Incredible examples of heroism, dedication, research and scientific cooperation have combined with collective political will to overcome the great dangers posed by the pandemic. But the real question is what have we learnt? Will the new normal be more or less same as the old normal? What of the warning signs on the horizon as we try to limp back to some semblance of life as we know it in the new year?

One unforeseen and not too desirable outcome of the pandemic is the issue of disenchantment with democracy. Large and unruly democracies with diverse populations, such as United States and India certainly have the highest caseloads. Even smaller states such as UK, France, Germany and Spain, with their elected governments, have also had huge waves of infection sweeping through their populations.

China on the other hand, where the virus originated in the first place, has reported very few infections and deaths.

Politically and culturally attractive

Despite their apparent chaos and internal conflicts, democracies remain attractive both politically and culturally. The pandemic has shown that people would rather be free, even if that poses a greater risk than dying by disease.

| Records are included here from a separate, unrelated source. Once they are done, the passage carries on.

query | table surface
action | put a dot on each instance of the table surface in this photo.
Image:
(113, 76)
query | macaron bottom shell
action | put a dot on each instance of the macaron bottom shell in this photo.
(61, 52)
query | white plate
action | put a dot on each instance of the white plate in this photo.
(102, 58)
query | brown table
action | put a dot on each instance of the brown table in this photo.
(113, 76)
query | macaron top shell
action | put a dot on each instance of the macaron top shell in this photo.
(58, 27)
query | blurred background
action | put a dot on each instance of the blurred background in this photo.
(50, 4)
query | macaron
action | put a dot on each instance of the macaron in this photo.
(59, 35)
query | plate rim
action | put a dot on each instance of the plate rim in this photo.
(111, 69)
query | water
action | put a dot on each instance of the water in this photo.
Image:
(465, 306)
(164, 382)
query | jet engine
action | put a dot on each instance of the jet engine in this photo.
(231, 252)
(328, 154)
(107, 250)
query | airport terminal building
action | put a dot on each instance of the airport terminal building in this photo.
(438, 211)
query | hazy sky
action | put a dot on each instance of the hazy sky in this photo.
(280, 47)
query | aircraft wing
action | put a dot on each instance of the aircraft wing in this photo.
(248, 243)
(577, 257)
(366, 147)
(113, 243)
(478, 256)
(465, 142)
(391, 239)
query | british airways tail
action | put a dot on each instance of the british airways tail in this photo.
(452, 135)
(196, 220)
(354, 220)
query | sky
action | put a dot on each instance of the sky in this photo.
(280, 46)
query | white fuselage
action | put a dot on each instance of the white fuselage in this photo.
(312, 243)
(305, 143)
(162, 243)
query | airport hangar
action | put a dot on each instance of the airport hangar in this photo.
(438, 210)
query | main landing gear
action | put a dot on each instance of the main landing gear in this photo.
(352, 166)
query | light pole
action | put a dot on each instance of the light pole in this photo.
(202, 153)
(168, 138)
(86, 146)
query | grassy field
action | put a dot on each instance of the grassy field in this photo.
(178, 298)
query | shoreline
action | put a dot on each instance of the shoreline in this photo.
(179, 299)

Going by the Morning Consult approval ratings of world leaders, Indias Prime Minister Narendra Modi, with 53% tops the chart of 13 leaders of the free world. Even with French President Emmanuel Macron coming last at number 13, with a negative rating of -25%, it is not likely that the French would prefer to be governed by a single party.

What is clear, in other words, is that free and disciplined societies such as Sweden, Norway, and Demark in Europe; Japan, South Korea and Taiwan in Asia; Australia and New Zealand in the antipodes down under; and smaller well-managed states such as the UAE or Singapore have fared the best.

A self-disciplined an orderly populace does not require heavy-handed governmentality to keep its citizenry in check. The lesson of the pandemic is that a combination of freedom and orderliness is our best bet against a crisis of such magnitude.

However, one of the post-pandemic red flags that humanity faces is growing inequality. This is not just between the rich and poor but also between technological haves and have-nots. The digital divide is going to be much more important in the months ahead perhaps than even the economic divide.

New class of emergent poor

This applies both within countries and cultures as well as across the globe. There is, it would seem, a new class of emergent poor. Badly hit by Covid19 with wage losses, shrinking incomes, and less access to life saving health care, it is on the brink of a catastrophic reduction in the quality of life.

Among the affluent, too, the divide is between the naturally healthy, with better genes and lifestyles, and those highly stressed and suffering from several comorbities. Money, and even the best medical facilities, have not been able to save them.

A better life, it seems, is one where stress and consumption are well-regulated and balanced. Moderation, not excess or deprivation, is the key to the good life, as it is also to longevity.

Our ability to fight off infections, it is increasingly obvious, is based on our own immunity, which is directly related to our mental state and not just the physical well being. In the year head we may therefore expect greater attention and investment in holistic well-being, authentic and high-quality experiences, rather than fragmentary and piecemeal luxury goods or indulgences.

Finally, the global economy will shift even more from resource and commodities-based wealth to digital innovation and value addition. This poses a challenge not just to governments but to experts and professionals. Only those who can reinvent themselves to learn and grow will survive in the future.

Indeed, of all commodities and resources, knowledge, information, and research will be the most precious. Therefore, in addition to alleviating poverty and inequality, nations who invest in human excellence and capacity building will do well. More and more, it will be clear that the collective good cannot be enhanced or promoted without stimulating and incentivising individual talent and creativity.